Socialinio liaudies šokio tradicija: muzikantų ir šokėjų tarpusavio ryšio kaita



This article investigates the relationship between musicians and dancers in the mid-20th century village social dance tradition and the 21st century traditional dance club movement. The two dance trends are named the “first” and the “second” dance traditions in accordance with social folk dance classification used in Lithuania and internationally. The two traditions existed in different socio-cultural contexts, which had significantly determined their respective differences. Semi-structured interviews with 36 individuals and answers to an online survey from 45 respondents were used for comparative analysis, which explored the general attributes of the two dance traditions, as well as the differences in musician-dancer relationship and their causal relations. The analysis revealed several similarities between the traditions, yet most aspects are only partially similar or wholly different: the features of a good dancer and good musician are rather similar, but privileges attached to those positions are different; meanwhile, dance order and giving comments to the musicians are similar in both traditions.
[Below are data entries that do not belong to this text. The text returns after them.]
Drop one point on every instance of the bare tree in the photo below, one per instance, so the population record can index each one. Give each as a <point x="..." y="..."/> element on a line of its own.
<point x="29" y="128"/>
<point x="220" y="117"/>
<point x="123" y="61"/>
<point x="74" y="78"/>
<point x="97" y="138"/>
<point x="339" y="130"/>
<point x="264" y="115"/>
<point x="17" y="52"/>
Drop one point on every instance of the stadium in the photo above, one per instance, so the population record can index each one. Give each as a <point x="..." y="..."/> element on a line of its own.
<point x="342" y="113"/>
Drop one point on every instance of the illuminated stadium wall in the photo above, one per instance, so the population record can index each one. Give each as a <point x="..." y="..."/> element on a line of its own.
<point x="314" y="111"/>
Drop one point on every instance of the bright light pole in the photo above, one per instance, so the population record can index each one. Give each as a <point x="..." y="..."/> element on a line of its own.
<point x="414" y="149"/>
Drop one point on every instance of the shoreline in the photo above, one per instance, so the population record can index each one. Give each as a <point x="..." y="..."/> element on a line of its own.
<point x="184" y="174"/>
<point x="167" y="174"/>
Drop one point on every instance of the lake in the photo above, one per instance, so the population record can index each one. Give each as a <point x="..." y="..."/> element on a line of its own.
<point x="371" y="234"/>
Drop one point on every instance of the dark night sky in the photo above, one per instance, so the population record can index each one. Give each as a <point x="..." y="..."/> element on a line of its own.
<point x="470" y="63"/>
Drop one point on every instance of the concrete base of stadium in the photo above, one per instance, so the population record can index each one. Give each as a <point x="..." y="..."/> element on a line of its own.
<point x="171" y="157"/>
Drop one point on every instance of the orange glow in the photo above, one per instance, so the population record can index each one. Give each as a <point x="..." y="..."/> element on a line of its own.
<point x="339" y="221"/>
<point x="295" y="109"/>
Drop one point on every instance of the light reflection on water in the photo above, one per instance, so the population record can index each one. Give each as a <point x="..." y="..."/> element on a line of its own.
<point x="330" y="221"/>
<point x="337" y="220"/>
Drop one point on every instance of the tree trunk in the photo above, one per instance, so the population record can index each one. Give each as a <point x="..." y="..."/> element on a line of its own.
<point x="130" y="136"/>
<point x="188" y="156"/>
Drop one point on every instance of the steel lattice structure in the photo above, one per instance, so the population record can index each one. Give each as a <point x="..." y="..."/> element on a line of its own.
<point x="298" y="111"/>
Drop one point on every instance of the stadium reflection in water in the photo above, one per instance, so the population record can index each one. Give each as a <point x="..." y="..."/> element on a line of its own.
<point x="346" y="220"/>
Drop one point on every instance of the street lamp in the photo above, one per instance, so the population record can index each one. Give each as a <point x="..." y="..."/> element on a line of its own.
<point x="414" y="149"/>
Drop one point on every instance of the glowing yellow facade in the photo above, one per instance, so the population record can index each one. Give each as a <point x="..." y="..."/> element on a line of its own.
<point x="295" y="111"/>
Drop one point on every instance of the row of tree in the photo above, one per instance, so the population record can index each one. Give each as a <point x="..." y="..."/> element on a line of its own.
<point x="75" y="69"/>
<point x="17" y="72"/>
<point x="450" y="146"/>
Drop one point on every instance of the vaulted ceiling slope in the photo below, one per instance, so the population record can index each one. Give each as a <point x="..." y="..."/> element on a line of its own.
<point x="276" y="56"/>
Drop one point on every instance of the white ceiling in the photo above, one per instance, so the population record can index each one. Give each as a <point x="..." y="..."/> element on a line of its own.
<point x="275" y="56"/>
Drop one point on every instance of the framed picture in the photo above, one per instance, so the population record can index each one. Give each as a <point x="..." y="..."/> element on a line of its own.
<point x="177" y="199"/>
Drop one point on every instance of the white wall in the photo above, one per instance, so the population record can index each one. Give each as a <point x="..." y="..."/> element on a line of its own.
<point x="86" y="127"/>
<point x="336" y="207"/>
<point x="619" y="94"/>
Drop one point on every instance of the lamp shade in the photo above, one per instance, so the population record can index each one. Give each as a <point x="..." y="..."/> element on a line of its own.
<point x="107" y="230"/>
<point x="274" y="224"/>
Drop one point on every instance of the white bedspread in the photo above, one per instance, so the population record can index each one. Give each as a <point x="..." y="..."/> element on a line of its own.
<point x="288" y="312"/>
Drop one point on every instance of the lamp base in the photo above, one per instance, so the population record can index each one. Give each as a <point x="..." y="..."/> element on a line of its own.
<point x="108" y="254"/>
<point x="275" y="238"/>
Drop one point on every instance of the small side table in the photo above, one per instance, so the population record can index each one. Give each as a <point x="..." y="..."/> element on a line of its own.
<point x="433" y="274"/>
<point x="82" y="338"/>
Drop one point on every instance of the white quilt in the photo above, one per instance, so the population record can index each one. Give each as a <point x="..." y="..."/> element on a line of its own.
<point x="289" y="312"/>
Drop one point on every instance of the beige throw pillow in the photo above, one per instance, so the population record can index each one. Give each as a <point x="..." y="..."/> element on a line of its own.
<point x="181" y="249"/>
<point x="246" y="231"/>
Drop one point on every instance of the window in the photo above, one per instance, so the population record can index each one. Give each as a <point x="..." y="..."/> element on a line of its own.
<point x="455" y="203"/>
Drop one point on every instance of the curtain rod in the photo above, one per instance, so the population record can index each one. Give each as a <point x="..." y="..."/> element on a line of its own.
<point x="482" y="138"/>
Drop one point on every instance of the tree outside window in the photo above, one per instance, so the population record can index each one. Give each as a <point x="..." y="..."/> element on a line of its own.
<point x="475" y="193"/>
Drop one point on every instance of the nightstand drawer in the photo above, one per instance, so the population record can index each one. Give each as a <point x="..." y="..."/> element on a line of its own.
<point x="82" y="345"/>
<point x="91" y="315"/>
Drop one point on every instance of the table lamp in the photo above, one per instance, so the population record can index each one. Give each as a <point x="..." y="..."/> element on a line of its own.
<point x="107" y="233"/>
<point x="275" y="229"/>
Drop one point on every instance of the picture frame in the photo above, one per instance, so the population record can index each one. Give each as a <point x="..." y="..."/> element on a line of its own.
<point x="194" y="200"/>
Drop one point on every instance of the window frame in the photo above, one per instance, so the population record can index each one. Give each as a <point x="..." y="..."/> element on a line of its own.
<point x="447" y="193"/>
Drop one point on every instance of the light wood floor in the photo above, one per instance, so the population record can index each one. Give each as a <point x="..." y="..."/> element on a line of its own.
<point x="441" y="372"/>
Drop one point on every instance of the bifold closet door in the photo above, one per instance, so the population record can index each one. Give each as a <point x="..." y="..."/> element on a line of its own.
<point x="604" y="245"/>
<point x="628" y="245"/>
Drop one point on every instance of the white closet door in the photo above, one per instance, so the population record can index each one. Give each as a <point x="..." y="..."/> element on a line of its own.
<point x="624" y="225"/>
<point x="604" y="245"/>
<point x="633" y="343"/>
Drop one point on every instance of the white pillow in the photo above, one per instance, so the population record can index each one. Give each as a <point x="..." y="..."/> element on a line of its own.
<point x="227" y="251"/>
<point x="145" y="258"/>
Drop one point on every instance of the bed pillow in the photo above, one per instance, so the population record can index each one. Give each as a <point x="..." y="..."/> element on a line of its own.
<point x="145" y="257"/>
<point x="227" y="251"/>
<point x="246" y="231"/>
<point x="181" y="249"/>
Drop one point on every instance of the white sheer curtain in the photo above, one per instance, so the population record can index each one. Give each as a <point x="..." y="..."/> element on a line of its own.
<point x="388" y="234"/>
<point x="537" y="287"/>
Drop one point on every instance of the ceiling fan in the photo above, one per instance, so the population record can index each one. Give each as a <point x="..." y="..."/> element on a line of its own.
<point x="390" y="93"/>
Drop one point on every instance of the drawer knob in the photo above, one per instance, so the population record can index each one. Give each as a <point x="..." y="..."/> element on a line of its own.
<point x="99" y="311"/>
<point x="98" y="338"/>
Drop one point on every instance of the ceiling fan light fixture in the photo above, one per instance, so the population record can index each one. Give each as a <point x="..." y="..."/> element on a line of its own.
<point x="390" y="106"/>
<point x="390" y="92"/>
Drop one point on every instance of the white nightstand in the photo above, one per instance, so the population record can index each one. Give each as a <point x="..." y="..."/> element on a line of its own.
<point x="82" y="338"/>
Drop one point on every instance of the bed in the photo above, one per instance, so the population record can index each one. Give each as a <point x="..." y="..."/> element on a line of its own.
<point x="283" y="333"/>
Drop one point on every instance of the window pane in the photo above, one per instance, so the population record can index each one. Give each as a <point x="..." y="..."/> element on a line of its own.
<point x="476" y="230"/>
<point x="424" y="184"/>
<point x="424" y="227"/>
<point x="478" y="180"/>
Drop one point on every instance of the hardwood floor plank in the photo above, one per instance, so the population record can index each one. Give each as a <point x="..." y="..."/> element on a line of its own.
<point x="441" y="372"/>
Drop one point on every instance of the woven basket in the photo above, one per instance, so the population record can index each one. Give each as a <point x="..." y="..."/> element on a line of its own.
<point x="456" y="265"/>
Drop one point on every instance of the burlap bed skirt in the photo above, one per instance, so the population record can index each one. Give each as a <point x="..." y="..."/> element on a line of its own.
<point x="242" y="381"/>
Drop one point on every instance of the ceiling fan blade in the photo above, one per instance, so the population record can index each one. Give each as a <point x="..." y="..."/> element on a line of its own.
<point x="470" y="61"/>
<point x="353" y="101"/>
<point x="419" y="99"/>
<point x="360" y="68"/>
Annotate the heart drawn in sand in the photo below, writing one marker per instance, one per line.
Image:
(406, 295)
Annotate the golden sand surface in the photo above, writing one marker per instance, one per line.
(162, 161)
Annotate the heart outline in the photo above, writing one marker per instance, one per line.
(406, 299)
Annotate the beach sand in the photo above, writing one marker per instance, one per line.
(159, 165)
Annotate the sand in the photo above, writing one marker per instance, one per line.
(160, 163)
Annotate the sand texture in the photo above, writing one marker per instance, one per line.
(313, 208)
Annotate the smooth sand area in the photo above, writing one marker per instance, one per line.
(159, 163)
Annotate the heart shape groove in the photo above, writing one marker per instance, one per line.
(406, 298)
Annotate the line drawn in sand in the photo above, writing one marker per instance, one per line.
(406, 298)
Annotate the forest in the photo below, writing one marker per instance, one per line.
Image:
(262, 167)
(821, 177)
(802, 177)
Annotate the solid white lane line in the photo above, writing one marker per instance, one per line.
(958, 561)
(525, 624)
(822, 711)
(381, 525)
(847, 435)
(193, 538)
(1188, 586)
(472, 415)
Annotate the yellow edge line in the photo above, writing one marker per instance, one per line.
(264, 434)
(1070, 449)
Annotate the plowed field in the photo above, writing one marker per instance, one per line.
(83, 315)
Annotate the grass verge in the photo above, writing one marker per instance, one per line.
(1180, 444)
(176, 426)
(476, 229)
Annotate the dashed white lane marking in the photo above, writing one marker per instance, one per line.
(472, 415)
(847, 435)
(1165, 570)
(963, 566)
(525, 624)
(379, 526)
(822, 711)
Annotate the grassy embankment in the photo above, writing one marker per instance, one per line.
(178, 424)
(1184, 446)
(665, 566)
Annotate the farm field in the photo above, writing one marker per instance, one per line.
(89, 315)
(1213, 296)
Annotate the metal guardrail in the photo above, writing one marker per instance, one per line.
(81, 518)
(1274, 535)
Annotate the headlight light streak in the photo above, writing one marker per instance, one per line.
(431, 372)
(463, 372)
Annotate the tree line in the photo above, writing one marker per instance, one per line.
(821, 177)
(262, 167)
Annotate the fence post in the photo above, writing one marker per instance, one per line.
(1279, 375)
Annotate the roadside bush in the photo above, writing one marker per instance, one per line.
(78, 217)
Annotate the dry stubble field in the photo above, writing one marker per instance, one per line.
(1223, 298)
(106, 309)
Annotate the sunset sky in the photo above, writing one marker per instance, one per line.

It was also exposed that the musician-dance relationship differences between the two traditions are most affected by the dance repertoire, remuneration for performances, professionalization of musicians, fulfilment of dancer’s wishes, and the group responsible for organizing dance events.

Key words: ethnochoreology, dance anthropology, social dance, social folk dance, „first“ and „second“ dance traditions, traditional dance club movement, mid-20th century village dance tradition, dance repertoire, remuneration for performance, good dancer and good musician.